The random walk challenge

by Charlie Jackson


Posted on March 15, 2019 at 12:00 PM


displaying a graph representing the random walk challenge in data science

In previous tutorials, we have looked at NumPy, Pandas and Maplotlib - in this tutorial we look at combining all these packages to solve the "random walk" challenge.

The random walk challenge

Imagine you have a coin and an infinite staircase in front of you. If you throw a heads, you take two steps up - conversely, if you throw a tails you take one step down. Lastly, you're a bit clumsy so there’s a 7% chance you drop the coin and in that case you must go down 5 steps. You can never go below the bottom step. On what step would you be after 1000 coin tosses?
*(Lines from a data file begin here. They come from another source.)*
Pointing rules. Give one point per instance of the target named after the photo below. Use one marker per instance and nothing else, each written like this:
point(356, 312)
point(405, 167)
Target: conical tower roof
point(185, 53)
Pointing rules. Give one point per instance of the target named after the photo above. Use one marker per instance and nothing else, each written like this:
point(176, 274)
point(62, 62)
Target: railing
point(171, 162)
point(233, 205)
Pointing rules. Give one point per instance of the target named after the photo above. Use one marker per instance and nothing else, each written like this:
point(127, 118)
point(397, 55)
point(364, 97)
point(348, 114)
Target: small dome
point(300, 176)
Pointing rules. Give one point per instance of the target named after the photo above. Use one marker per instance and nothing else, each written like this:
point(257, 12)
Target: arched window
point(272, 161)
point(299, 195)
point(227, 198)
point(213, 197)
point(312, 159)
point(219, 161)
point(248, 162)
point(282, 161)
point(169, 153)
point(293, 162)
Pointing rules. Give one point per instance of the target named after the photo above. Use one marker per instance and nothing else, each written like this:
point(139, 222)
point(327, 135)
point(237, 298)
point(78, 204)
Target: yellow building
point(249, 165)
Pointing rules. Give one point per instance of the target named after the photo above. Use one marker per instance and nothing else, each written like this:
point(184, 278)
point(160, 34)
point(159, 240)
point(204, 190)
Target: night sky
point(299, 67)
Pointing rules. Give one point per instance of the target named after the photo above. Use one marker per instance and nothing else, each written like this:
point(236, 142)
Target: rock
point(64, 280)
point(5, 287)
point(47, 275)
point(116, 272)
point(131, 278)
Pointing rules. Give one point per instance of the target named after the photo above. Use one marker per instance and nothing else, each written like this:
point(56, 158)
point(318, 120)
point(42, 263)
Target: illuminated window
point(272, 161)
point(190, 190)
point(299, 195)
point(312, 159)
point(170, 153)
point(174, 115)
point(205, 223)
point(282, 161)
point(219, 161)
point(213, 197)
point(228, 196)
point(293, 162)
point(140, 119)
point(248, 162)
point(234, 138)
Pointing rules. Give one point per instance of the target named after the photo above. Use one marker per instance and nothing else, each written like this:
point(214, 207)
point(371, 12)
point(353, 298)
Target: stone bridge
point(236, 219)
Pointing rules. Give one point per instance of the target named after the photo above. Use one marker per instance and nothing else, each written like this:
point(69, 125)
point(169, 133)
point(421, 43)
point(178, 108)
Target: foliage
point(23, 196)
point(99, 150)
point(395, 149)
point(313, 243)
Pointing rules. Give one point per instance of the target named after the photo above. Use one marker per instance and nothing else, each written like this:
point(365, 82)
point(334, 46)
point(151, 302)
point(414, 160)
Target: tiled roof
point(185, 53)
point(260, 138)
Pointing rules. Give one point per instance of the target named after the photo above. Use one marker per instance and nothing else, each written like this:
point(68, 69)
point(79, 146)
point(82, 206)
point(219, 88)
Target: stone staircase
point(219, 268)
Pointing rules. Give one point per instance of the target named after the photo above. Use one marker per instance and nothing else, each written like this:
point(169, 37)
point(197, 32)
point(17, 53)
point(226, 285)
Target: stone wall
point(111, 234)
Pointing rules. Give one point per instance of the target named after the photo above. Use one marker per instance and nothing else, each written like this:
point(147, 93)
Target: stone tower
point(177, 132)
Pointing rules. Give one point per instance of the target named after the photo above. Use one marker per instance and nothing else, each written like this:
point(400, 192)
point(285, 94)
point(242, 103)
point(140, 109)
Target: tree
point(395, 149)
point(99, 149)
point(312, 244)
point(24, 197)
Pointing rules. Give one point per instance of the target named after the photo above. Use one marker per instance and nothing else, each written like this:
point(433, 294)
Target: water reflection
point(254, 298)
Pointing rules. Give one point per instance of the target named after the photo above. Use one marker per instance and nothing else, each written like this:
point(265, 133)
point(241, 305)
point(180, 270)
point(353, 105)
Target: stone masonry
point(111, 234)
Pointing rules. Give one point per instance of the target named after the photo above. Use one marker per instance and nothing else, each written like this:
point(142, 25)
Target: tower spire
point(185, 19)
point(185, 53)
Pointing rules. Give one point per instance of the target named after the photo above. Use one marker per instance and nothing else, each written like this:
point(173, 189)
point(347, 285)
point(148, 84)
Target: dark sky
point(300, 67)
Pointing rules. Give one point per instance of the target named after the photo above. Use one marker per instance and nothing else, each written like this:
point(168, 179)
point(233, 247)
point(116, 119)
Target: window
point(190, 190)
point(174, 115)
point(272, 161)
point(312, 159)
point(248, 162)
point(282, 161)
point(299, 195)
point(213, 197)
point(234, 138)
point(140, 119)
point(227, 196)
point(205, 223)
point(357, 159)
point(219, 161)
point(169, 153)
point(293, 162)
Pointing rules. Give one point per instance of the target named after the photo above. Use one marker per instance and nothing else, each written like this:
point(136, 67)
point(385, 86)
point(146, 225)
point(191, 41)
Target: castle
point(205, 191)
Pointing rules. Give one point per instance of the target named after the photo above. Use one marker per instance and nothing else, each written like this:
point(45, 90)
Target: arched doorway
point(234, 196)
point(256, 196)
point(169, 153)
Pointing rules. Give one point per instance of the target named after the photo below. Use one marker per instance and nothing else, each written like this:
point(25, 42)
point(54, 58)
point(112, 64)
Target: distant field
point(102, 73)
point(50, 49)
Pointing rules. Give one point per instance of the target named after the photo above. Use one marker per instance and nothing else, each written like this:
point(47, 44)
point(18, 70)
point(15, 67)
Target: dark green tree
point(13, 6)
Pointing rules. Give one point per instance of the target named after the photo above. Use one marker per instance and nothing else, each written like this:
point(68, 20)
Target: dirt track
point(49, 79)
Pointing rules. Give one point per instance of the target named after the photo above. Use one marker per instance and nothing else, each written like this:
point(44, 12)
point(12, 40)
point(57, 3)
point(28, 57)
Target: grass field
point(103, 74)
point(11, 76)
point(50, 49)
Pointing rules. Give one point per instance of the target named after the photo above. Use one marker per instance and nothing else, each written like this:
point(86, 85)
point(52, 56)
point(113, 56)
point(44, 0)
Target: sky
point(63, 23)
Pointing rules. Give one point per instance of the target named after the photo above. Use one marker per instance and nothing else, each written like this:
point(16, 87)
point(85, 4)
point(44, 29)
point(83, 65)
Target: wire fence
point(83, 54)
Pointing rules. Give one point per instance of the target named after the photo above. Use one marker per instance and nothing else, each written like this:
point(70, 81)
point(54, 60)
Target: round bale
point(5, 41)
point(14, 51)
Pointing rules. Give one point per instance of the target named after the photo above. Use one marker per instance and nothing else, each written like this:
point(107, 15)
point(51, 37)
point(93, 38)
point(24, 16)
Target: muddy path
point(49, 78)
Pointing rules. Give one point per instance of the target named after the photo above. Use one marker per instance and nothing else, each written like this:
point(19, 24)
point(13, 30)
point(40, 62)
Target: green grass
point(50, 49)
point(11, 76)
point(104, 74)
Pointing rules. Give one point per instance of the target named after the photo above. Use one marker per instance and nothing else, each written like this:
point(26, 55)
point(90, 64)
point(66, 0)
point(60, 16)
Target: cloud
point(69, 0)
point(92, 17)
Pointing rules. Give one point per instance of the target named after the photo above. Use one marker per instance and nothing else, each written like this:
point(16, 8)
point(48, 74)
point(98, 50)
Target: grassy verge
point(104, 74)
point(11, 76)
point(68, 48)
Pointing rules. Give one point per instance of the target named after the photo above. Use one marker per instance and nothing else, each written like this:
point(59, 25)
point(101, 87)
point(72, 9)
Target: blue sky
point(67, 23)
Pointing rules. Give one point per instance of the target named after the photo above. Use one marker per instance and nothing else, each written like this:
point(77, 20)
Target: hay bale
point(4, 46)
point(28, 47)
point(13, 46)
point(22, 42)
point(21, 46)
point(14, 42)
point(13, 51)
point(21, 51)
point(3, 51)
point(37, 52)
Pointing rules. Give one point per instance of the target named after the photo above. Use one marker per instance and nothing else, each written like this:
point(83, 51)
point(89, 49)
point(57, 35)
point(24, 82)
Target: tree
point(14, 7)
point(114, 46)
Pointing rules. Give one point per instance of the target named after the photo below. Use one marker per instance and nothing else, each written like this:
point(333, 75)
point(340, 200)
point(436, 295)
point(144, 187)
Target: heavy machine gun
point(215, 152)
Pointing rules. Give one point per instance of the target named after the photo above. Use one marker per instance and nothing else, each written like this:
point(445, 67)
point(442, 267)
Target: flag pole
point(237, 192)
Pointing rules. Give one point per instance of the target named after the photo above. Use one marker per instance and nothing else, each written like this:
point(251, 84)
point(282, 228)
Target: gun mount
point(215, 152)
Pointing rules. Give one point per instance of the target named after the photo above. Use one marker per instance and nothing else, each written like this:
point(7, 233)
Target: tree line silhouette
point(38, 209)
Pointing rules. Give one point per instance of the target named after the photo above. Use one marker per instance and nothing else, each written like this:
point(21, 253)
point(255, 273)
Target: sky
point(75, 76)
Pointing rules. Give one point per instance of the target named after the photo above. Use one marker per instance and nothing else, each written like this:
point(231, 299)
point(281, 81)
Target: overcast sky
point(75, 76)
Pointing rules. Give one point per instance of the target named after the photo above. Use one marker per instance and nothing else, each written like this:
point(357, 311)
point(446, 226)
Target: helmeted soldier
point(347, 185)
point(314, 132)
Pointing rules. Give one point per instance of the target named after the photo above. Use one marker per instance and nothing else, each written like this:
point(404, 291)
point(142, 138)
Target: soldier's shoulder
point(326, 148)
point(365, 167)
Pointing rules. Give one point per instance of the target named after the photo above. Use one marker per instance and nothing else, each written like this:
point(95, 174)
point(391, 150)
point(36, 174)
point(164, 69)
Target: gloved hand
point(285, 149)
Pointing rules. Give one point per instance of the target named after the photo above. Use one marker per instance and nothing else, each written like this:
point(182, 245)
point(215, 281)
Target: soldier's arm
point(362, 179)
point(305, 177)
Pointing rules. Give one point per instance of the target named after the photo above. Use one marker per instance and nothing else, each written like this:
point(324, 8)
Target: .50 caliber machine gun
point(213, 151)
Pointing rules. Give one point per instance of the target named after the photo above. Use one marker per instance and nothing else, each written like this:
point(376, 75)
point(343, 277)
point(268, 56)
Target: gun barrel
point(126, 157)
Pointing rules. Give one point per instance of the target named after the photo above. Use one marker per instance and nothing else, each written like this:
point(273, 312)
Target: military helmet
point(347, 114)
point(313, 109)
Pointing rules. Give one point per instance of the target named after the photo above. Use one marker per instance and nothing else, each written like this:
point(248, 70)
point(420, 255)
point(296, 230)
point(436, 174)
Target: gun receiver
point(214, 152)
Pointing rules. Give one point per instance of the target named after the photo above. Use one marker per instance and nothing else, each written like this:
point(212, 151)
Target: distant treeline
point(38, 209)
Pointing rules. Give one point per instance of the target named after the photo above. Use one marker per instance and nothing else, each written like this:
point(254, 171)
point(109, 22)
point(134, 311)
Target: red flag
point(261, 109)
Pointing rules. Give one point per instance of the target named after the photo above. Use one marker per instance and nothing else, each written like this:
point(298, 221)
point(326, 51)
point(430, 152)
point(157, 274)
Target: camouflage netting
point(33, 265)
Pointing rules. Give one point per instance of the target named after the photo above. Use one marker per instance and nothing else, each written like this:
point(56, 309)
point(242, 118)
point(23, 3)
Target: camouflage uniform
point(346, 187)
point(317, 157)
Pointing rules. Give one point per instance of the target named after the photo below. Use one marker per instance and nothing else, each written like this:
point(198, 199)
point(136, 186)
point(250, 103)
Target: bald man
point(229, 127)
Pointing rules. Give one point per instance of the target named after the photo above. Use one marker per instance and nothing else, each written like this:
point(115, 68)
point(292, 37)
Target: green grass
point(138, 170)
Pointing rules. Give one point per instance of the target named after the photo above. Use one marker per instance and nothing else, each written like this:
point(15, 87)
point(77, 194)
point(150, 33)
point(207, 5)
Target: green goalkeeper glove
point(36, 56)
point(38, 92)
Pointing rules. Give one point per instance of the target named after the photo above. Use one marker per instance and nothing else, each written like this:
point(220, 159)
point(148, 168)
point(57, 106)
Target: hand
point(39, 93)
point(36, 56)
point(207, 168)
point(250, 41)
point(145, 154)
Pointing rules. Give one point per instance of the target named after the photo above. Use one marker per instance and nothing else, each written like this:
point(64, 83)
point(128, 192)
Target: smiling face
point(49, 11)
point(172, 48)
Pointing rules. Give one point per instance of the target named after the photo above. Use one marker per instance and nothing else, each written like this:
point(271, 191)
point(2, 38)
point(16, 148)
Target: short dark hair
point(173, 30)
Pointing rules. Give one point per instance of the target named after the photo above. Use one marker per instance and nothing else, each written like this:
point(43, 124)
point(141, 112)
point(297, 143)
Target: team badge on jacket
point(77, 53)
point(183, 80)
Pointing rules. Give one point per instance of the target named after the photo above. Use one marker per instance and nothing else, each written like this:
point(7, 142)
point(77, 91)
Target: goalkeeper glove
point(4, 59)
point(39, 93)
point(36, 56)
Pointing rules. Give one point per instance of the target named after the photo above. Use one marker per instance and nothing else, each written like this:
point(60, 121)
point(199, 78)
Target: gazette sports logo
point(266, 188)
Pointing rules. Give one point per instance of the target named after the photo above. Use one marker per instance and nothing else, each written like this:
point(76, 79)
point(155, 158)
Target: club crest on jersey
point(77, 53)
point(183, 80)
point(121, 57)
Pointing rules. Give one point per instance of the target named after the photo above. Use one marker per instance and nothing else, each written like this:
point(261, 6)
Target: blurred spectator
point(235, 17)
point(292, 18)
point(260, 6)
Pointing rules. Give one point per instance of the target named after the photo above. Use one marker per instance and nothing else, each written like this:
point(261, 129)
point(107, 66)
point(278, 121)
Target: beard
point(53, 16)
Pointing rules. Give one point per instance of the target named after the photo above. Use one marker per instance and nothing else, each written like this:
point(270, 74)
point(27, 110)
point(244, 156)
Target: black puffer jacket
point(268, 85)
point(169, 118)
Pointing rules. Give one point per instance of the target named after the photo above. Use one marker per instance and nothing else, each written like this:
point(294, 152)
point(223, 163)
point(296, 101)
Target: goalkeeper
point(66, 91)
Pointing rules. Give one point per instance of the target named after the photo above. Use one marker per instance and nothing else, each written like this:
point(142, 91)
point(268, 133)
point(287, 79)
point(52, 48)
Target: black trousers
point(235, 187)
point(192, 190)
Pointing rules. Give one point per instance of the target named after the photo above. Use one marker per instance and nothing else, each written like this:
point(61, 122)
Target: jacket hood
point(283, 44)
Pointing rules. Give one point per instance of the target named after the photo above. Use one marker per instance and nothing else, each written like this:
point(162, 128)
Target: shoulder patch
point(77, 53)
There are two ways to solve this problem - you could solve mathematically with probability, or alternatively you can simulate the games. In this example, we are going to simulate the game many times over to get a distribution of results which we can plot.

Installs

The three packages we be will using are Pandas, NumPy and Matplotlib which do not come preinstalled with Python. These can be installed using pip.

pip install pandas
pip install NumPy
pip install matplotlib
				

For all the preceding code, you will need to import the respective packages below. You can import with or without conventions although its typically recommended you use conventions so others can understand your code.

>>> import NumPy as np
>>> import pandas as pd
>>>import matplotlib.pyplot as plt
				

Simulating the coin toss and traveling up the stairs

The first thing I have done is set the seed - this means the random numbers are predictable so everyone will get the same results. Then the random walk is initialised as a list, with the first step being zero. We now define how many times we will toss the coin, and use a for loop to simulate the flipping of the coin. Using np.random.randint() we return either 0 or 1 representing heads of tails with equal probability. Finally, we take the previous step and add to the current step (depending upon the result of the coin) and append to the list and plot the list (which represents travelling up the stairs).

>>> np.random.seed(123)
>>> random_walk = [0]
>>> coin_tosses = 1000
>>> for flip in range(coin_tosses):
    coin = np.random.randint(0,2)
    step = random_walk[flip]
    if coin == 1:
        step = step + 2
    else:
        step = max(0, step - 1) # this stops the step from going below 0 on the bottom step

    random_walk.append(step)


>>> plt.plot(random_walk)
>>> plt.show()
				

The graph below shows the results of 1000 coin tosses and progress up the stairs. Its fairly predictable that 1000 coin tosses gets you close to 500 steps.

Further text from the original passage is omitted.